In HTML, tables are defined with the <table> tag. A table is divided into rows (with the <tr> tag), and each row is divided into data cells (with the <td> tag). td stands for "table data," and holds the content of a data cell. The data stored in backend databases is in structured form (table form). So, we can extract the table data from the database by looking at the tags. So, we will extract results which lies inside the <tr>….</tr> tags and all the rows are extracted which lies inside, <td>….</td>



Fill Global Interface with values of mandatory field

Submit same values to local interfaces

Local interfaces

Local databases

Data Repository with distinct records

SQL Query Formation

Global Interface

Result page

User Interface

Fig2: Architecture for data extraction and integration

Removing Duplicate Records:

Data is extracted from all the local databases by submitting same query to respective local interfaces. However, it is very much possible that many of these sites contain same results or same tuples. Hence, data repository should be made in such a way that duplicate records are removed while merging. To remove duplicate records, Sql query is fired and all the distinct tuples are inserted into data repository as shown below in fig 2. Sql query is shown below.

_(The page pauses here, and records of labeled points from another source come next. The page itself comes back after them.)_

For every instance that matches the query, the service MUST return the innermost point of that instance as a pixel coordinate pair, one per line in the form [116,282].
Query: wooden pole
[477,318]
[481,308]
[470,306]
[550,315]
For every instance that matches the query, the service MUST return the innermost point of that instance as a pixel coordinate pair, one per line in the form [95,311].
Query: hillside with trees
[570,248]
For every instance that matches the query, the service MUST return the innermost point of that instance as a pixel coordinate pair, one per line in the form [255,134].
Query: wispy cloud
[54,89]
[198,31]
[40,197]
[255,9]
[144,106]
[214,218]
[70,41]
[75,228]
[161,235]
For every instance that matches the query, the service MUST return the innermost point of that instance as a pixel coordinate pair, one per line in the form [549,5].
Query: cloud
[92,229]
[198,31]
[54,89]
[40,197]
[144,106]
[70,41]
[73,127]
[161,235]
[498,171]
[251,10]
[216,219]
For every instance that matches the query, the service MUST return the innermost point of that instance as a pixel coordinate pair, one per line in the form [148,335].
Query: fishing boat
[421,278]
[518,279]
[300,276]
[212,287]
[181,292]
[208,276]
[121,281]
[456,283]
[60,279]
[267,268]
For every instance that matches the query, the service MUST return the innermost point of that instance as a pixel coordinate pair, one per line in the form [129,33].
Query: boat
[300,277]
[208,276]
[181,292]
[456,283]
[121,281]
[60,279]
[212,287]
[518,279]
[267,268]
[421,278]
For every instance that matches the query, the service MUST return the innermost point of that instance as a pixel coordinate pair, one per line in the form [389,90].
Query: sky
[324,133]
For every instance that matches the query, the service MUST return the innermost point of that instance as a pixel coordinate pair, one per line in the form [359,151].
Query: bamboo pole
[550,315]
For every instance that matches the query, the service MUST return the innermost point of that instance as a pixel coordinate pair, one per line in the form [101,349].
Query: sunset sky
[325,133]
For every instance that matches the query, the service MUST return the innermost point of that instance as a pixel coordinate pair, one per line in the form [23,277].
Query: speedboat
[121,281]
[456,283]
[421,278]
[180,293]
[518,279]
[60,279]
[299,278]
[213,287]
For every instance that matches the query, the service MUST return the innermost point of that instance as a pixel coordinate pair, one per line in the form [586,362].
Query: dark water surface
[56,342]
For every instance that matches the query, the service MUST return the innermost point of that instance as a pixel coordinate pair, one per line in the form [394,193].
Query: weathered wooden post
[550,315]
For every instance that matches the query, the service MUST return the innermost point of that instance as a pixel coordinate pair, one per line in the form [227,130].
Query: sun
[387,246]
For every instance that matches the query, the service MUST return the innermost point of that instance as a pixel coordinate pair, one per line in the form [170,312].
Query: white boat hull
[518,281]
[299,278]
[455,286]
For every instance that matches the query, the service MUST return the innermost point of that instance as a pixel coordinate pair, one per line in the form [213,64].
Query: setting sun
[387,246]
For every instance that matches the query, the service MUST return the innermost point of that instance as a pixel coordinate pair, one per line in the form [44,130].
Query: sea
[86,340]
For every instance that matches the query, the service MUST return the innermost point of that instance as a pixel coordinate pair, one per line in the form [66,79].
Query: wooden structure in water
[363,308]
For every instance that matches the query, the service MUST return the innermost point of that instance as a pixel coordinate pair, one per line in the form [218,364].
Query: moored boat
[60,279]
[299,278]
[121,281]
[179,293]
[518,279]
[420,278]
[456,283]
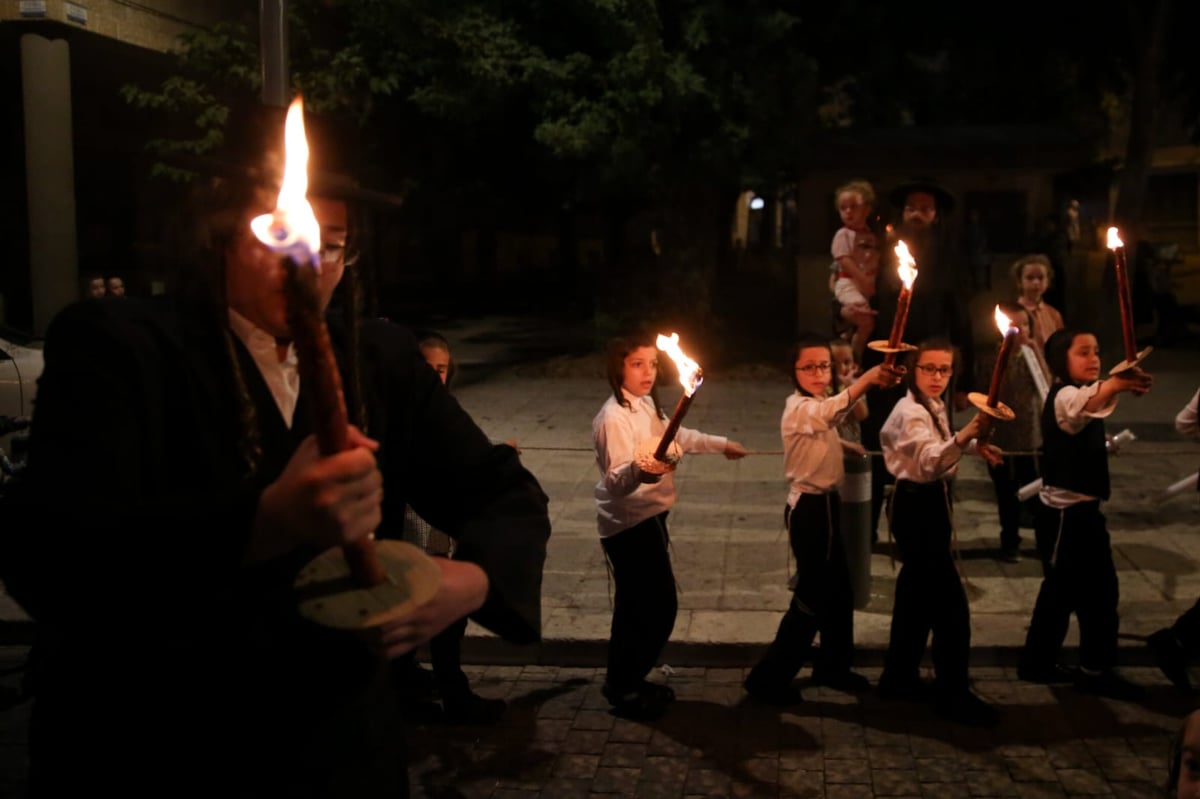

insert into table3 select * from table1 union select * from table2;

Query Formation:

One template is made for construction of query. When user gives the keyword in search box of the search engine, Search engine responds with the Global search interface form [1] for specific domain which contains certain attributes and will be filled by the user. If it is partially filled, then it will be filled with all the permitted values. SQL query is made automatically using attribute-value pairs in global interface by query generator. This query is fired on data repository as shown in below.

Select * from from table3

Where a1='x1' and a2='x2' and a3='x3';

Where a1, a2 ,…. are the attributes and x1, x2, x3 are the values filled in the form.


In this paper we proposed a new information retrieval service that can help users to find the desired information in integrated form. To minimize user effort, the problem of automatically interaction with hidden web sources is explored. In this paper hidden web data extraction method has been discussed. This system contains four components, Interface analyses, query selection, query submission, result extraction. Repository is formed by the data extracted from various sites. In addition to this, duplicate records are also removed from repository and this repository is prepared for user search. Later on, When user fills the global form for searching, SQL query is fired o this repository to get the desired result. Hence, the user's effort is minimized by just filling only one form i.e Global interface.